Custom CRM integration, two systems (VB on the client, Java on the server, XML for data exchange). Server sends an XML document w/ encrypted credit card numbers. Client calls a Java utility program to decrypt them using a local key store. Decrypt utility opens the file, outputs a new one, making replacements as desired.

Original file: no XML header.

New file: explicit UTF-8 declaration.

New file's actual encoding: system default. WTF.

So as you might expect, loading the resulting file, which contains the actual useful information, fails spectacularly if there are any high-ASCII characters, because, guess what, it's not UTF-8 encoded.

WTF Solution: Parse the file using VB's binary reader, character by character. Strip the header. Load the resulting string into MSXML. Beat head on desk.

The really frustrating part is that the server software devs claim this is part of "the platform", meaning Java. Funny, every XML parser I've seen lets you declare a content encoding as part of the document header. I assume this is complete BS, but I don't have any of the server software source, and apparently neither do they. WTF.

no_name

@sootzoo said:

Original file: no XML header.

Wouldn't it be simpler to just fix the original file?

sootzoo

Actually, that brings up a good point. I am not any kind of expert when it comes to this, but I assume somewhere along the process, the external app assumed the document it was modifying was UTF-8. Is that a default encoding assumption in the absence of a proper header?

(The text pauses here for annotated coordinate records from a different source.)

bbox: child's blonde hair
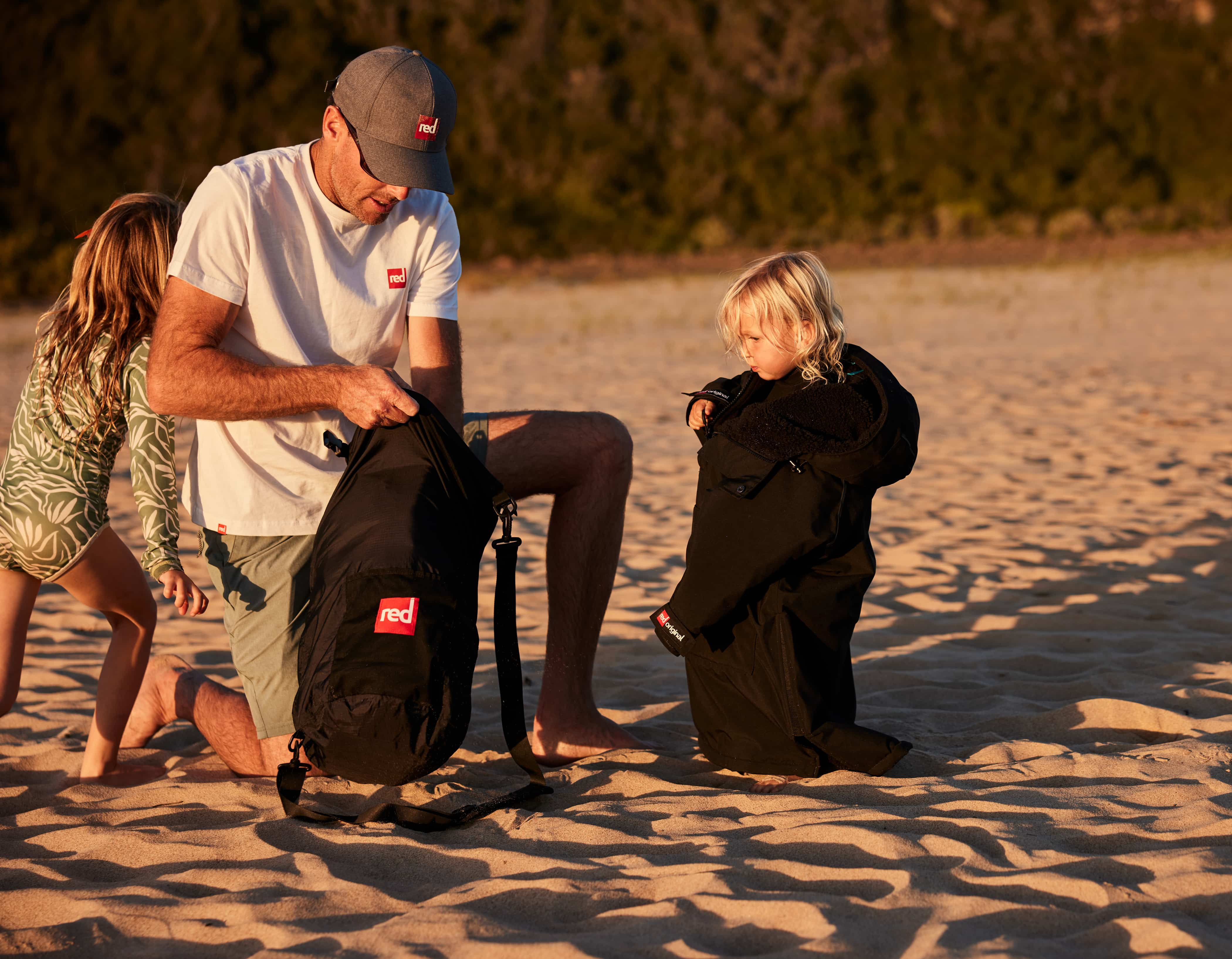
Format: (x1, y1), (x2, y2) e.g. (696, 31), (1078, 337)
(35, 193), (184, 442)
(716, 251), (846, 383)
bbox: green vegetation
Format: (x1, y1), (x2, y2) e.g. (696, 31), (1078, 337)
(0, 0), (1232, 298)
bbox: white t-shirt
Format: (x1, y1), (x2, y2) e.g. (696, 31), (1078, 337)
(169, 144), (462, 536)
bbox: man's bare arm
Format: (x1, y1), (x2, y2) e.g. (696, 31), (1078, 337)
(407, 316), (462, 432)
(148, 277), (419, 427)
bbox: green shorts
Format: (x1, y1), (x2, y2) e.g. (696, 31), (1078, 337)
(199, 412), (488, 739)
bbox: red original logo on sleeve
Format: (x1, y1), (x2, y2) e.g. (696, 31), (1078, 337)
(372, 596), (419, 636)
(415, 113), (441, 140)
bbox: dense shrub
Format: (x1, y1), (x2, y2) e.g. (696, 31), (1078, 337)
(0, 0), (1232, 297)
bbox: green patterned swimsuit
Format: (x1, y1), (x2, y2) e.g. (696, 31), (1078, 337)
(0, 340), (180, 580)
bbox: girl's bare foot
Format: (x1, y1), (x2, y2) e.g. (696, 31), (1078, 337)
(749, 776), (801, 793)
(119, 656), (192, 750)
(81, 762), (166, 789)
(530, 709), (644, 766)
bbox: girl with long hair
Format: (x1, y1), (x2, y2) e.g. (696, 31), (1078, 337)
(0, 193), (207, 779)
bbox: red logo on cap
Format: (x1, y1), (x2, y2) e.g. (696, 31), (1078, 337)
(415, 113), (441, 140)
(372, 596), (419, 636)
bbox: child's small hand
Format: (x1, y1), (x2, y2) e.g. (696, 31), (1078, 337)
(158, 570), (209, 616)
(689, 400), (715, 430)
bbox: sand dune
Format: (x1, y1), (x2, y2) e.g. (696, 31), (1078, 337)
(0, 254), (1232, 959)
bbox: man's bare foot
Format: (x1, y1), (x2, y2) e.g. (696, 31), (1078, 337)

MSXML happily loaded the initial document (no encoding) assuming the system default (ISO-8859-1), which turned out to be correct. Slapping on UTF-8 without actually encoding the document confused the parser to all hell, but perhaps it was relying on a default encoding of some type.

Or maybe I'm being to generous to MSXML and the server app's devs?

PSWorx

@sootzoo said:

Actually, that brings up a good point. I am not any kind of expert when it comes to this, but I assume somewhere along the process, the external app assumed the document it was modifying was UTF-8. Is that a default encoding assumption in the absence of a proper header?
MSXML happily loaded the initial document (no encoding) assuming the system default (ISO-8859-1), which turned out to be correct. Slapping on UTF-8 without actually encoding the document confused the parser to all hell, but perhaps it was relying on a default encoding of some type.
Or maybe I'm being to generous to MSXML and the server app's devs?

The XML spec has a section about character encodings, though I don't know if it's still actual and followed.

pitchingchris

@PSWorx said:

The XML spec has a section about character encodings, though I don't know if it's still actual and followed.

It usually depends on who generated the file. Usually parsers such as microsoft will add the appropriate byte order mark on the file. Since the xml declaration is missing, then you may be out of luck, since it could have been removed. Most of the time, if it is handcrafted, the user doesn't put it on there (even though they should). Since we only use 2 encodings in our company, we usually put a byte order mark on our Unicode files, and nothing on UTF8. Some editors won't display unicode files nicely without the byte order mark.